How the sample test scores you
In the AIEH 5-scenario ACL sample, this scenario contributes one of the five datapoints that aggregate into your single acl_quality score. The W3.2 scoring fix normalizes by item count, so your score is the average of your five scenario values mapped onto a 1–5 scale, then bucketed into low (≤2), mid (≤4), or high (>4) for the directional result.
Data Notice: Sample-test results are directional indicators only. Five-scenario ACL samples are too few to be psychometrically valid; for a verified Skills Passport credential, take the full 40-scenario assessment.
The full 40-scenario assessment expands coverage across more diverse AI-collaboration contexts and produces a calibrated score on the AIEH 300–850 scale via the scoring methodology. For the broader AI-fluency construct treatment of how ACL fits with related skills, see the AI fluency in hiring overview.
Related concepts
- Eval-driven development. The broader software-engineering practice of authoring tests before or alongside implementation; in AI work the “tests” are graded eval rubrics. The HELM and Constitutional AI papers operationalize this for language-model evaluation specifically.
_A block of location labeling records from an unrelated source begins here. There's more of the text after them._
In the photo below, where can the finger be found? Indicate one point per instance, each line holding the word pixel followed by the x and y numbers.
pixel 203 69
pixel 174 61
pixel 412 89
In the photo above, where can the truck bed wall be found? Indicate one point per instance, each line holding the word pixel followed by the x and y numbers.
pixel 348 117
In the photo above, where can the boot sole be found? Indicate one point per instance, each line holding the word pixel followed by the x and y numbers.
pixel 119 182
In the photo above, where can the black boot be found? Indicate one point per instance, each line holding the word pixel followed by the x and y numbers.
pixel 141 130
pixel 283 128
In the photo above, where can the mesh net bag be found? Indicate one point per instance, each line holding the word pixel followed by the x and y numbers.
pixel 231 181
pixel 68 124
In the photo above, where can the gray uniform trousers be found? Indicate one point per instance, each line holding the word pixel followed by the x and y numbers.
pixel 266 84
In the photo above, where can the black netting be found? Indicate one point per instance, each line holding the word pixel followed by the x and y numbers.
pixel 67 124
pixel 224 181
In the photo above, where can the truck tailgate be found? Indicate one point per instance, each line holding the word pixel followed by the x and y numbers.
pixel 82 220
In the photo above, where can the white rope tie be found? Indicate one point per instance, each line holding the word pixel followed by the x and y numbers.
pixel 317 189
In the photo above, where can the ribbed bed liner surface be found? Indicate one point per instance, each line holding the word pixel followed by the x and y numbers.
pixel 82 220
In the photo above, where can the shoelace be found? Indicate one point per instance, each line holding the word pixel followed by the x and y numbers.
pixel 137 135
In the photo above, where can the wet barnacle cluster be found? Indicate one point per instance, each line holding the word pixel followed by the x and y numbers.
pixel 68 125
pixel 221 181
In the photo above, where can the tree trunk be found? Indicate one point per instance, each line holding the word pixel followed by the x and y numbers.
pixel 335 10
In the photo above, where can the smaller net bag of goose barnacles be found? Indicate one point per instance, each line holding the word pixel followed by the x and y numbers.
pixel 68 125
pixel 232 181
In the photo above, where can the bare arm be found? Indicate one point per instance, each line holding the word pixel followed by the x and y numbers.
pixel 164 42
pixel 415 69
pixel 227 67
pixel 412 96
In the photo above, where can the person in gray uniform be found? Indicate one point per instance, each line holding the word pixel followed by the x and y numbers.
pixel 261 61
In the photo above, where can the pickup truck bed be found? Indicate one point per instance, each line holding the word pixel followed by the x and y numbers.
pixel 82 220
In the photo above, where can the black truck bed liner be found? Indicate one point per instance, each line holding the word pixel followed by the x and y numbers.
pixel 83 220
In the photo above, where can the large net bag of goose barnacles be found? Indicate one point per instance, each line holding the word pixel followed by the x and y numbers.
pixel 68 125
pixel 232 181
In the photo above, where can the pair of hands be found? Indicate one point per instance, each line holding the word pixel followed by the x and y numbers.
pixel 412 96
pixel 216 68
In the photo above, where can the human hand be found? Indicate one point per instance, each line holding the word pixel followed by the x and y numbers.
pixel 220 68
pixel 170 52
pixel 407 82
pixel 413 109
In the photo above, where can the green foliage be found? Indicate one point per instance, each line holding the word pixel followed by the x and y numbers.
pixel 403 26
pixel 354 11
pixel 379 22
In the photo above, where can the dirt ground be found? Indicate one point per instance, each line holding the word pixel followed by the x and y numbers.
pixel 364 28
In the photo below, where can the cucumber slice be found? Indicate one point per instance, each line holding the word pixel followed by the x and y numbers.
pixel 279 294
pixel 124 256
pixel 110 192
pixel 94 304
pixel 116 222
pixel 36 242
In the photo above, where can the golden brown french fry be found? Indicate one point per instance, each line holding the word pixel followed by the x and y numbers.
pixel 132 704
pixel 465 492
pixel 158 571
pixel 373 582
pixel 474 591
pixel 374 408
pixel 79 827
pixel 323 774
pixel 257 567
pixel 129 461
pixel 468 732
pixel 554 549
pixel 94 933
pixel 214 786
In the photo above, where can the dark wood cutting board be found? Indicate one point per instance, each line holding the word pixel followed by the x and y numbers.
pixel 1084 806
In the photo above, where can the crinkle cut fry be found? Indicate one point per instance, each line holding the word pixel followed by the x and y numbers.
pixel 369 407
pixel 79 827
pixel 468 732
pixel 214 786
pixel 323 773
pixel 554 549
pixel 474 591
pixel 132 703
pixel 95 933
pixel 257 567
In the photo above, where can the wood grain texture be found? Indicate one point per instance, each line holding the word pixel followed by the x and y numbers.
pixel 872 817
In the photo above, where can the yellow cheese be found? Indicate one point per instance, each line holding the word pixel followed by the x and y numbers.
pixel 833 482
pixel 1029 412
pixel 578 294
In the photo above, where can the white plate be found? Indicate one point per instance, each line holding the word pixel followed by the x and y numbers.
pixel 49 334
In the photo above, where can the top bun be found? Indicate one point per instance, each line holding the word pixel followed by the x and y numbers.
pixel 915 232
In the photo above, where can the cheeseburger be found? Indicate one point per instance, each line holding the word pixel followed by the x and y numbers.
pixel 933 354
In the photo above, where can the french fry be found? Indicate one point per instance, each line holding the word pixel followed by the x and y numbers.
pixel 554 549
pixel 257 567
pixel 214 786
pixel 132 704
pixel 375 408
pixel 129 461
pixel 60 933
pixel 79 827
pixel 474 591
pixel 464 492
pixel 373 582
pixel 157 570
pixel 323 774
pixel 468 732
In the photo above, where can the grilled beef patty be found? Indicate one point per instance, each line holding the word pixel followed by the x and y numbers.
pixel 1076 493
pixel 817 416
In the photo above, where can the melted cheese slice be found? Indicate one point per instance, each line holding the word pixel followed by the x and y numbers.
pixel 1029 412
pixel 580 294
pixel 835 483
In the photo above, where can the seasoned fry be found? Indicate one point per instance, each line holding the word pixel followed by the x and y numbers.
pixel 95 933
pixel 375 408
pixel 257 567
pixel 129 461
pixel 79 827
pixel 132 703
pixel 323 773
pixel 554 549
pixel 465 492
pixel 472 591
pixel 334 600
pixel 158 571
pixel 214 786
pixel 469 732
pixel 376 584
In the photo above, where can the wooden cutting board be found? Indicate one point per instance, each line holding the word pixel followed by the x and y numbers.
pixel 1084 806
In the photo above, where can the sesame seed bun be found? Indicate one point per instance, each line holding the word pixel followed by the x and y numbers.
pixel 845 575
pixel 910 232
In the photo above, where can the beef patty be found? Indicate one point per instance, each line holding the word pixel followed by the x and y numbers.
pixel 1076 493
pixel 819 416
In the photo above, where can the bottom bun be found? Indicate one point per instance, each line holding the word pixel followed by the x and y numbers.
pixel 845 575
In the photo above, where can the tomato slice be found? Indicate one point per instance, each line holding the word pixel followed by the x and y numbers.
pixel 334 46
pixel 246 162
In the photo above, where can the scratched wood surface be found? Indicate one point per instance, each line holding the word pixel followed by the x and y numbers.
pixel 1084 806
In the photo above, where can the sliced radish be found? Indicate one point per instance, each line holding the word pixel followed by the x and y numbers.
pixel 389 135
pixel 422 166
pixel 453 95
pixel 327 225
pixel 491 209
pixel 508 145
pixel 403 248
- Spec-as-eval pattern. The recognition that a spec for an AI feature is most useful when it includes the eval that verifies whether the model meets it. Distinguishing spec from eval is one of the highest-leverage senior-AI-PM and prompt-engineer skills.
- Eval design vs eval application. ACL targets the upstream skill (designing the rubric); AOE targets the downstream skill (applying the rubric to specific outputs). Both matter; the role-bundle weights for Prompt Engineer and AI PM weight ACL slightly higher than AOE because eval-rubric authoring is the higher-leverage skill.
- Adversarial eval coverage. The discipline of including adversarial test cases (cases designed to surface failure modes) alongside happy-path cases. Strong eval rubrics intentionally include adversarial coverage; weak ones default to happy-path-only and miss subtle failure modes.
For role-specific bundles where ACL is highly weighted, see the Prompt Engineer role page and the AI Product Manager role page.
Sources
- Bai, Y., Kadavath, S., Kundu, S., et al. (2022). Constitutional AI: Harmlessness from AI Feedback. arXiv preprint arXiv:2212.08073.
- Liang, P., Bommasani, R., Lee, T., et al. (2022). Holistic Evaluation of Language Models (HELM). arXiv preprint arXiv:2211.09110.
- Schmidt, F. L., & Hunter, J. E. (1998). The validity and utility of selection methods in personnel psychology. Psychological Bulletin, 124(2), 262–274.